Rasa terisolasi dan sendirian dalam kurun waktu lama bisa menjadi tekanan bagi diri sendiri, dalam hal memiliki rasa kesepian. Meski dalam kondisi yang tidak sibuk, pengurangan aktivitas dan interaksi dengan dunia luar, dapat menyebabkan stres. Dengan adanya media sosial atau teknologi digital, sebagai wadah interaksi virtual untuk kabar kabari, hanya memberikan efek refreshing sementara dan bersifat semu. Maka rasa kesepian cenderung menghinggapi bagi sebagian orang.
Dengan adanya libur yang cukup panjang, orang seakan mendapat 'obat' dari kesepian dan hambarnya interaksi virtual. Liburan dianggap seperti gerbang yang terbuka lebar, yang memberikan kebebasan orang untuk keluar dari gerbang tersebut. Sebagian orang yang melakukan liburan malah ada yang menambah dengan mengajukan cuti tambahan, sehingga semakin panjanglah waktu liburannya.

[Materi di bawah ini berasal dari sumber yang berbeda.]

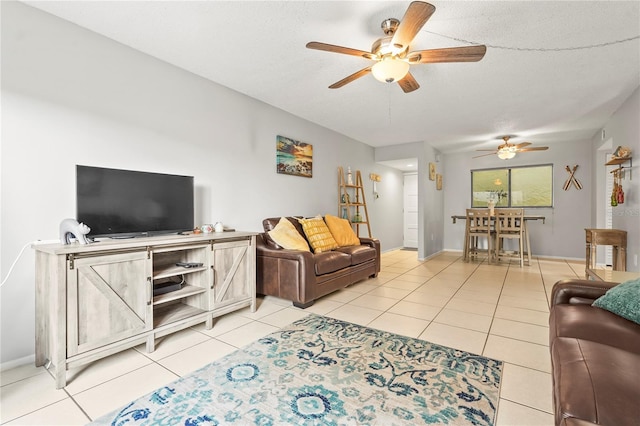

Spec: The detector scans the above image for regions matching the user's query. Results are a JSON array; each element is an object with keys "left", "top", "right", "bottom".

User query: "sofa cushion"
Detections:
[
  {"left": 298, "top": 217, "right": 338, "bottom": 253},
  {"left": 313, "top": 251, "right": 351, "bottom": 275},
  {"left": 551, "top": 337, "right": 640, "bottom": 426},
  {"left": 549, "top": 305, "right": 640, "bottom": 354},
  {"left": 324, "top": 214, "right": 360, "bottom": 247},
  {"left": 593, "top": 278, "right": 640, "bottom": 324},
  {"left": 336, "top": 246, "right": 378, "bottom": 265},
  {"left": 267, "top": 217, "right": 311, "bottom": 251},
  {"left": 262, "top": 216, "right": 304, "bottom": 249}
]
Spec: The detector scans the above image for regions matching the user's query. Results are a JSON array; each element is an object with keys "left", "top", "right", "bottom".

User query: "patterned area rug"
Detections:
[{"left": 93, "top": 315, "right": 502, "bottom": 426}]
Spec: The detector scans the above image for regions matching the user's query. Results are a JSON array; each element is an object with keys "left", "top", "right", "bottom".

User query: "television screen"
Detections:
[{"left": 76, "top": 165, "right": 194, "bottom": 237}]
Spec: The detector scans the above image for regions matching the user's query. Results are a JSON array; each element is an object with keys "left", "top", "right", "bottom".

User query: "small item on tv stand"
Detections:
[
  {"left": 176, "top": 262, "right": 202, "bottom": 268},
  {"left": 60, "top": 219, "right": 91, "bottom": 244},
  {"left": 153, "top": 277, "right": 184, "bottom": 296}
]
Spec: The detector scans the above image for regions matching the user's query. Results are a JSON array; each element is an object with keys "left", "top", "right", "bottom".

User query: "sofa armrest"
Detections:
[
  {"left": 256, "top": 235, "right": 316, "bottom": 306},
  {"left": 256, "top": 235, "right": 313, "bottom": 262},
  {"left": 551, "top": 279, "right": 618, "bottom": 307}
]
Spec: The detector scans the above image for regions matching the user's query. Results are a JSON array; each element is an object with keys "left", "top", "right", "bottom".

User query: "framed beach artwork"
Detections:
[{"left": 276, "top": 136, "right": 313, "bottom": 177}]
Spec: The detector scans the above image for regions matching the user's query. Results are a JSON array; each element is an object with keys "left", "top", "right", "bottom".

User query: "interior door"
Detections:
[{"left": 403, "top": 173, "right": 418, "bottom": 249}]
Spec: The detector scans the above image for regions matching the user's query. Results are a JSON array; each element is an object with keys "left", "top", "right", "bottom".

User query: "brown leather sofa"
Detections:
[
  {"left": 256, "top": 217, "right": 380, "bottom": 309},
  {"left": 549, "top": 280, "right": 640, "bottom": 426}
]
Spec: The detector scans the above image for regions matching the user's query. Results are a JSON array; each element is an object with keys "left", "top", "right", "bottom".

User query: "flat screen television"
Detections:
[{"left": 76, "top": 165, "right": 194, "bottom": 238}]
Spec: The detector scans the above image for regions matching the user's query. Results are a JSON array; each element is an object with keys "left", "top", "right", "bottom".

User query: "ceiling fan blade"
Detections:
[
  {"left": 307, "top": 41, "right": 376, "bottom": 59},
  {"left": 398, "top": 72, "right": 420, "bottom": 93},
  {"left": 407, "top": 45, "right": 487, "bottom": 64},
  {"left": 329, "top": 67, "right": 371, "bottom": 89},
  {"left": 391, "top": 1, "right": 436, "bottom": 50},
  {"left": 518, "top": 146, "right": 549, "bottom": 152},
  {"left": 472, "top": 152, "right": 497, "bottom": 158}
]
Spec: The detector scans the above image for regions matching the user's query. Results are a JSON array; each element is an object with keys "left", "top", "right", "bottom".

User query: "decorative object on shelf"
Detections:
[
  {"left": 276, "top": 136, "right": 313, "bottom": 178},
  {"left": 338, "top": 167, "right": 375, "bottom": 238},
  {"left": 611, "top": 146, "right": 631, "bottom": 160},
  {"left": 562, "top": 164, "right": 582, "bottom": 191},
  {"left": 60, "top": 219, "right": 91, "bottom": 244},
  {"left": 611, "top": 169, "right": 624, "bottom": 207}
]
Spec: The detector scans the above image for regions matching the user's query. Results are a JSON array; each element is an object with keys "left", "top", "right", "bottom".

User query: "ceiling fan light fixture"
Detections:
[
  {"left": 498, "top": 148, "right": 516, "bottom": 160},
  {"left": 371, "top": 57, "right": 410, "bottom": 83}
]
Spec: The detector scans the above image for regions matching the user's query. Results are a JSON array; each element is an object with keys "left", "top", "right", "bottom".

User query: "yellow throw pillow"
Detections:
[
  {"left": 324, "top": 214, "right": 360, "bottom": 247},
  {"left": 298, "top": 217, "right": 338, "bottom": 253},
  {"left": 267, "top": 217, "right": 311, "bottom": 251}
]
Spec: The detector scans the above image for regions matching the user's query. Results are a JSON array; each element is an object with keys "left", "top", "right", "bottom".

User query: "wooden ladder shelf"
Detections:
[{"left": 338, "top": 167, "right": 372, "bottom": 238}]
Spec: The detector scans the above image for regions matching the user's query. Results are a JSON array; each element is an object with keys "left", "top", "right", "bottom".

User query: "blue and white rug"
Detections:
[{"left": 93, "top": 315, "right": 502, "bottom": 426}]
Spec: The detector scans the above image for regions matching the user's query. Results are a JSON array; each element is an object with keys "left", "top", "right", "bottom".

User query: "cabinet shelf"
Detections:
[
  {"left": 153, "top": 284, "right": 207, "bottom": 304},
  {"left": 153, "top": 264, "right": 207, "bottom": 280},
  {"left": 153, "top": 303, "right": 207, "bottom": 328}
]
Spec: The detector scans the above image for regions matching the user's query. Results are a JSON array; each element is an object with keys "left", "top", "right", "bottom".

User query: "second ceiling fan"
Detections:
[
  {"left": 473, "top": 136, "right": 549, "bottom": 160},
  {"left": 307, "top": 1, "right": 487, "bottom": 93}
]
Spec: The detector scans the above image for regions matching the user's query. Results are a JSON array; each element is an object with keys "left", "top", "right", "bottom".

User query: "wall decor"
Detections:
[
  {"left": 429, "top": 163, "right": 436, "bottom": 180},
  {"left": 562, "top": 164, "right": 582, "bottom": 191},
  {"left": 276, "top": 136, "right": 313, "bottom": 177}
]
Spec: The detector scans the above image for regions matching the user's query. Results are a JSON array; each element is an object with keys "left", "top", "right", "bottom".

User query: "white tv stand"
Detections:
[{"left": 32, "top": 232, "right": 257, "bottom": 389}]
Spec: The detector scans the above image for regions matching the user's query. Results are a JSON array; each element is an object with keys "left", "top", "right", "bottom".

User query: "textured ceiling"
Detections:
[{"left": 25, "top": 1, "right": 640, "bottom": 153}]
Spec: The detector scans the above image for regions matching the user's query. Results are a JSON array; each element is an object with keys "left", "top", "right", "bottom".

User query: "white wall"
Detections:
[
  {"left": 0, "top": 2, "right": 402, "bottom": 365},
  {"left": 592, "top": 88, "right": 640, "bottom": 272},
  {"left": 444, "top": 141, "right": 592, "bottom": 259}
]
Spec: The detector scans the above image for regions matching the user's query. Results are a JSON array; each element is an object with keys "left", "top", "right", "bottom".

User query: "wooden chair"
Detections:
[
  {"left": 495, "top": 209, "right": 531, "bottom": 267},
  {"left": 585, "top": 228, "right": 627, "bottom": 279},
  {"left": 464, "top": 209, "right": 495, "bottom": 263}
]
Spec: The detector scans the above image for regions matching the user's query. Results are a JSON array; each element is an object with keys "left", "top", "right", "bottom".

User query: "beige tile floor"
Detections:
[{"left": 0, "top": 250, "right": 584, "bottom": 425}]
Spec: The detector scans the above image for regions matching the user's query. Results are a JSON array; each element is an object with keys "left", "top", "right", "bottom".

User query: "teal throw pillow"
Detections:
[{"left": 593, "top": 278, "right": 640, "bottom": 324}]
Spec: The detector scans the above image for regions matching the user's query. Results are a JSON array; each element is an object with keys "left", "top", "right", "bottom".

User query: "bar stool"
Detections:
[
  {"left": 585, "top": 228, "right": 627, "bottom": 279},
  {"left": 464, "top": 209, "right": 495, "bottom": 263},
  {"left": 495, "top": 209, "right": 531, "bottom": 268}
]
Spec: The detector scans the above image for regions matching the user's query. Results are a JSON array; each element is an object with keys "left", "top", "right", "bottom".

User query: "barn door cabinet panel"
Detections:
[
  {"left": 211, "top": 237, "right": 256, "bottom": 315},
  {"left": 67, "top": 251, "right": 153, "bottom": 357},
  {"left": 33, "top": 232, "right": 256, "bottom": 388}
]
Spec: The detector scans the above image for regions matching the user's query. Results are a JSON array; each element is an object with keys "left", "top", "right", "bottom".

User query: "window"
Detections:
[{"left": 471, "top": 164, "right": 553, "bottom": 207}]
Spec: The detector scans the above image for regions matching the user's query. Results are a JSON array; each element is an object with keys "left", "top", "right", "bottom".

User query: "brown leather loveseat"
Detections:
[
  {"left": 256, "top": 217, "right": 380, "bottom": 308},
  {"left": 549, "top": 280, "right": 640, "bottom": 426}
]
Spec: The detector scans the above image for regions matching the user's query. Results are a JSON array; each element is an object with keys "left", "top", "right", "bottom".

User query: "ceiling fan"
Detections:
[
  {"left": 473, "top": 136, "right": 549, "bottom": 160},
  {"left": 307, "top": 1, "right": 487, "bottom": 93}
]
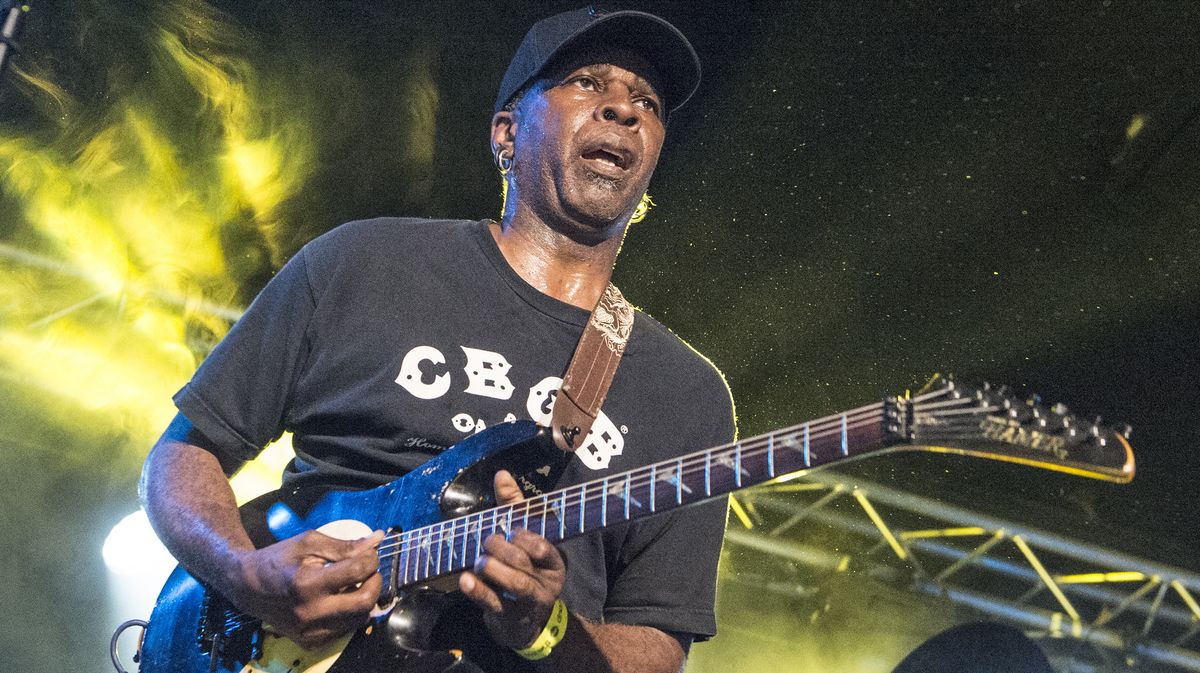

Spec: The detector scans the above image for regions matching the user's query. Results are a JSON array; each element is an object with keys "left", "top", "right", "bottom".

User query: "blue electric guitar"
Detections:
[{"left": 114, "top": 380, "right": 1134, "bottom": 673}]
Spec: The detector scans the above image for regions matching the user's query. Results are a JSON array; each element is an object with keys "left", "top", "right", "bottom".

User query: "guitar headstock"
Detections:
[{"left": 890, "top": 378, "right": 1134, "bottom": 483}]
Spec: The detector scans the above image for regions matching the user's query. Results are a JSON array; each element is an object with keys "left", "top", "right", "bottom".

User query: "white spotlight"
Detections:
[{"left": 102, "top": 510, "right": 175, "bottom": 578}]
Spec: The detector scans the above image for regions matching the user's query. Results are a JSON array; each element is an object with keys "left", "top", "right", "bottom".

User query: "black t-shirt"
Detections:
[{"left": 175, "top": 218, "right": 734, "bottom": 668}]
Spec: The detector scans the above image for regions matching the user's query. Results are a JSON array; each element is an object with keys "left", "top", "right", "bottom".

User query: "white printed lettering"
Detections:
[
  {"left": 461, "top": 345, "right": 512, "bottom": 399},
  {"left": 396, "top": 345, "right": 450, "bottom": 399}
]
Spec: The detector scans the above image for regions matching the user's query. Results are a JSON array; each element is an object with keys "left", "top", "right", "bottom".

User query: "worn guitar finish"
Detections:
[{"left": 133, "top": 380, "right": 1134, "bottom": 673}]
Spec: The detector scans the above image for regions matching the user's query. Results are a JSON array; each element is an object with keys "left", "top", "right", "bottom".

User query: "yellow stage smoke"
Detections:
[{"left": 0, "top": 1, "right": 314, "bottom": 494}]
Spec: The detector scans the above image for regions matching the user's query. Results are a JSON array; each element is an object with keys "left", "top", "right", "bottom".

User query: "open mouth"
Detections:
[{"left": 581, "top": 146, "right": 630, "bottom": 170}]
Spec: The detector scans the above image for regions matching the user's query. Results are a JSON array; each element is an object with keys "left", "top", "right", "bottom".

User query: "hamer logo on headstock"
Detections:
[{"left": 979, "top": 416, "right": 1068, "bottom": 459}]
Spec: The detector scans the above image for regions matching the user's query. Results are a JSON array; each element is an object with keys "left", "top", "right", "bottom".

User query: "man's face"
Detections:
[{"left": 494, "top": 49, "right": 665, "bottom": 240}]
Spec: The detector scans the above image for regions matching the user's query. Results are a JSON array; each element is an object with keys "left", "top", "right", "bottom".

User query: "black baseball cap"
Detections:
[{"left": 493, "top": 7, "right": 700, "bottom": 115}]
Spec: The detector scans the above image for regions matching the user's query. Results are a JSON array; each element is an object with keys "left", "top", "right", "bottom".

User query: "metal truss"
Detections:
[{"left": 726, "top": 471, "right": 1200, "bottom": 672}]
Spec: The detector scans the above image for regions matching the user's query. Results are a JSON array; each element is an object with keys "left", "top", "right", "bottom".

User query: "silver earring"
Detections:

Rasa takut orang untuk bepergian dikalahkan dengan magnet liburan panjang. Dengan banyaknya orang berwisata baik menggunakan kendaraan pribadi maupun dengan transportasi umum seperti pesawat terbang. Ini menunjukkan bahwa orang ingin keluar dari rasa kesepian. Hindari kesepian dan juga untuk menghindari efek depresi, dilakukan dengan melakukan pergerakan transport, baik hanya sekedar bertemu keluarga, bebepergian dengan teman bahkan juga tamasya.Â
Dengan tingginya lalu lintas kendaraan yang menggunakan tol, juga dengan ramainya lalu lalang orang di bandara Soekarno Hatta dan Ngurah Rai, menunjukkan, bahwa refreshing dan liburan sudah menjadi bagian dari kebutuhan pokok. Pangan, sandang, papan dan aktualisasi diri. Dan  sejenak, mereka sebagai manusia kembali ke khithoh sebagai makhluk sosial yang jauh dari kesepian.